Like many people particularly the younger generation and I think a lot in mine, I don’t know what the meaning is of my life and I want my life to have meaning. I used to think I knew what the meaning of my life was. When I was in the military I thought the meaning of my life was to serve my country and be one of the best at doing it. Full dislosure; I didn’t feel that way on day 1…it took a few years for me to drink that kool-aid…but suffice it to say I had.
But, near the end of my career, when my service required me to apologize for my skin color, when my service told me that even though I was the best candidate for a job I wouldn’t get it because of my skin color, that meaning disintegrated almost over night. Adding insult to injury watching the unfolding of the withdrawal from Afghanistan I have to say I still struggle with believing that my 20 years of service meant anything at all to anyone.
I’d like to believe and I hope that the meaning of my life is to leave this world better than it was when I arrived, bring joy and laughter to some, and set my children up for a slightly easier (albeit not easy because I think an easy life isn’t one that’s been lived) go of it than I had. But, truth be told, I’m not sold yet.

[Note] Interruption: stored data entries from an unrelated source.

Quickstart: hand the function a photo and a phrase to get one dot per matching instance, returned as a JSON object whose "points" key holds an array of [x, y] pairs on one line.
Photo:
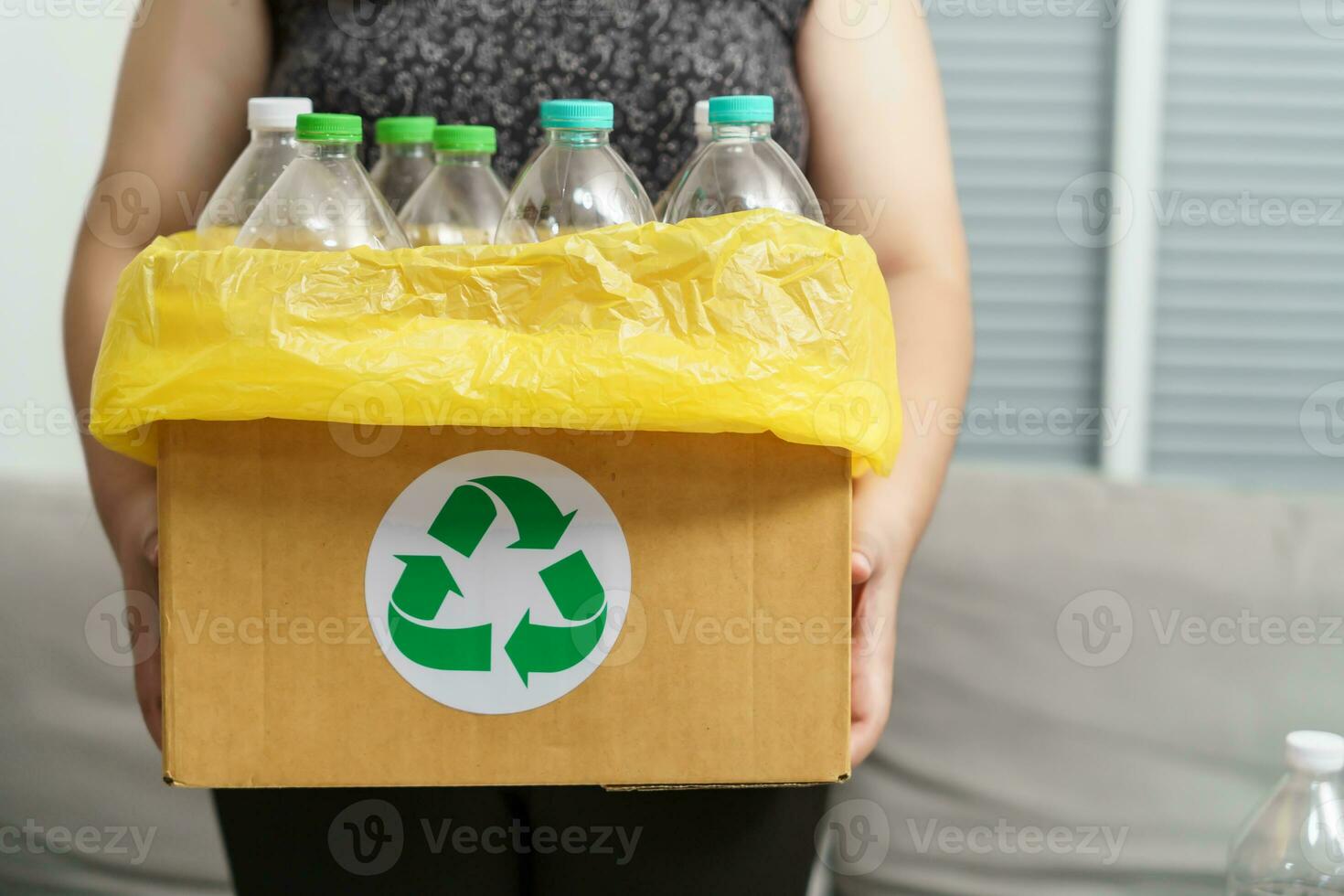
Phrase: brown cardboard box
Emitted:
{"points": [[731, 667]]}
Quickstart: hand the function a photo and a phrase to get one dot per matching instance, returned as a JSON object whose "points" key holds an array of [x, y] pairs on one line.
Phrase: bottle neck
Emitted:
{"points": [[265, 137], [577, 137], [464, 159], [1306, 781], [326, 151], [406, 151], [741, 131]]}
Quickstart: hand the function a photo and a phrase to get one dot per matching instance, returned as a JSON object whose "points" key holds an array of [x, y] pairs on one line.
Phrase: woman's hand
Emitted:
{"points": [[176, 126], [133, 528], [882, 168], [878, 566]]}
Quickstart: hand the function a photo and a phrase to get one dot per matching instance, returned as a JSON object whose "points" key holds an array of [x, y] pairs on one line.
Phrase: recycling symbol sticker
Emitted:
{"points": [[497, 581]]}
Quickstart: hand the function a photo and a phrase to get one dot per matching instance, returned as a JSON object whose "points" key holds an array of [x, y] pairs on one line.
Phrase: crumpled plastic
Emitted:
{"points": [[746, 323]]}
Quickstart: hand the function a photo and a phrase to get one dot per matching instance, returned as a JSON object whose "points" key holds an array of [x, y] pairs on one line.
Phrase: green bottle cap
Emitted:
{"points": [[741, 111], [328, 128], [409, 129], [464, 139], [595, 114]]}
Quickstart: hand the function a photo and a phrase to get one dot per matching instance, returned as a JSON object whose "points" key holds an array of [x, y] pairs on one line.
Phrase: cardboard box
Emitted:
{"points": [[731, 664]]}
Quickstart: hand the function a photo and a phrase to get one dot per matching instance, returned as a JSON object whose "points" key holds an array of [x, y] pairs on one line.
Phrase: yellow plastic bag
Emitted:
{"points": [[742, 323]]}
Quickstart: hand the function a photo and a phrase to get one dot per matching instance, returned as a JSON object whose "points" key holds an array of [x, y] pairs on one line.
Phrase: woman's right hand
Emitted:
{"points": [[177, 123], [133, 528]]}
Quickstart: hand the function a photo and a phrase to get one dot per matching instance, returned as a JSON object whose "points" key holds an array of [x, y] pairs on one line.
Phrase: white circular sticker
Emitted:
{"points": [[497, 581]]}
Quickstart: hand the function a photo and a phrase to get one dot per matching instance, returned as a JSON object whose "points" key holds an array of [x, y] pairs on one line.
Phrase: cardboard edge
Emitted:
{"points": [[725, 786], [167, 741]]}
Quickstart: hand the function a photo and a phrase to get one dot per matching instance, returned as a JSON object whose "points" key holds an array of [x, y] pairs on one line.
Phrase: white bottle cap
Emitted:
{"points": [[276, 113], [1317, 752]]}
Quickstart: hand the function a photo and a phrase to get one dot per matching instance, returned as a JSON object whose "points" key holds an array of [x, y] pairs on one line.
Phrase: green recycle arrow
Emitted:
{"points": [[421, 590], [426, 581], [574, 589], [468, 513]]}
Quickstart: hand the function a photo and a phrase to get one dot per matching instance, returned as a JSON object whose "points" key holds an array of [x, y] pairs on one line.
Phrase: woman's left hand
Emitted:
{"points": [[878, 564]]}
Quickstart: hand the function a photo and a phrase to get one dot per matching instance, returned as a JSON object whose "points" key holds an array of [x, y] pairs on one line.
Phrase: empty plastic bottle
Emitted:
{"points": [[272, 123], [1293, 844], [702, 139], [325, 199], [741, 168], [405, 159], [461, 202], [575, 182]]}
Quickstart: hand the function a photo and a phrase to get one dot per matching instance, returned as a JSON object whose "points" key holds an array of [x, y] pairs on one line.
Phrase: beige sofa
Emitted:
{"points": [[1093, 683]]}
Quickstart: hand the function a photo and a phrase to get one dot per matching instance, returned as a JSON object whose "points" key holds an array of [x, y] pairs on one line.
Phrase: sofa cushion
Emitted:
{"points": [[1093, 684], [83, 805]]}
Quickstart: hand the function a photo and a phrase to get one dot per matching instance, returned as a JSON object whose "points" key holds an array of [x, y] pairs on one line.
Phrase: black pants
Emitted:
{"points": [[520, 840]]}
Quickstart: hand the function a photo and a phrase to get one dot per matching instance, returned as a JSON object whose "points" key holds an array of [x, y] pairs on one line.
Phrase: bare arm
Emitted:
{"points": [[882, 166], [177, 123]]}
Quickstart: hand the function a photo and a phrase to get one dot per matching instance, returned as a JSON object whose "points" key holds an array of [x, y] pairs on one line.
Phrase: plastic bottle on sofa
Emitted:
{"points": [[272, 146], [325, 200], [702, 139], [1293, 844], [461, 202], [575, 182], [742, 166], [405, 159]]}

What this book so far has done is dive into the addiction that is keeping me from having the deep fulfilling thoughts that I used to, and it has been humbling and exciting to read. Tonight I read a chapter that filled me with hope for my future. In it, Mr. Brooks pulls back from an OG in common sense, Ralph Waldo Emerson.
When I was a teenager and a young adult I was an Emerson fan, and reviewing his seven steps from his essay “Self-Reliance” made me miss my grandfather who put me onto Emerson and reminded me that most of the time the simplest solutions and paths are the right ones. The seven steps are roughly these:
Reclaim your privacy
Stop conforming to others’ thinking
Be true to yourself
Defer gratification: choose to pursue long-term purpose with passion and perseverance
Devote your attention only to what is edifying and uplifting
Be willing to change your mind and say you were wrong
Speak the truth
Pretty easy stuff, right? Not so easy with social media, 24/7 news, and a culture that wants to group us all into “us” and “thems”.
Besides re-reading Emerson because it is always a good time to re-read Emerson, on my path towards meaning I am going to attempt to detox myself from my addiction. Am I going to get rid of my cellphone and become a prepper living in the woods perhaps perfecting my fruit leather skills? No, not a surprise at all for those who know me well.
But I am setting some boundaries.
To be fair I already had invested in what is called a Brick, a small device and app that allows me to shut my phone down from everything except calls and text messages. My phone is “Bricked” at all times except from 8AM until 5PM everyday.
Adding to this I’m no longer going to have my phone on me when I’m at home. Instead it will stay on my desk in it’s cute little pink holder with the ringer on. If I really need to check it for something I’ll have to come to my office area and at that point I might as well get some writing in while I’m at it.
When I do use my phone I’m going to try to use it mindfully, meaning before picking it up I am going to force myself to write in my little notebook I keep on my desk what it is I am hoping to discover and if it’s something I really need and can only get from my phone then I will press forward.
Finally, I’m going to plan a 1 week “No Phone Getaway” next year.
Am I going to disappear from the world altogether? I hope not, after all in order to achieve my dream of being a successful full time author I certainly need to be present in the world…but instead of keeping that presence to the digital realm I’m going to make sure I am present in the real world.
After all, what’s the point of living if the moments of your life are made numb by an addiction? I’d rather live 5 more years of vibrancy and fulfillment than 38 more years of dull and boring.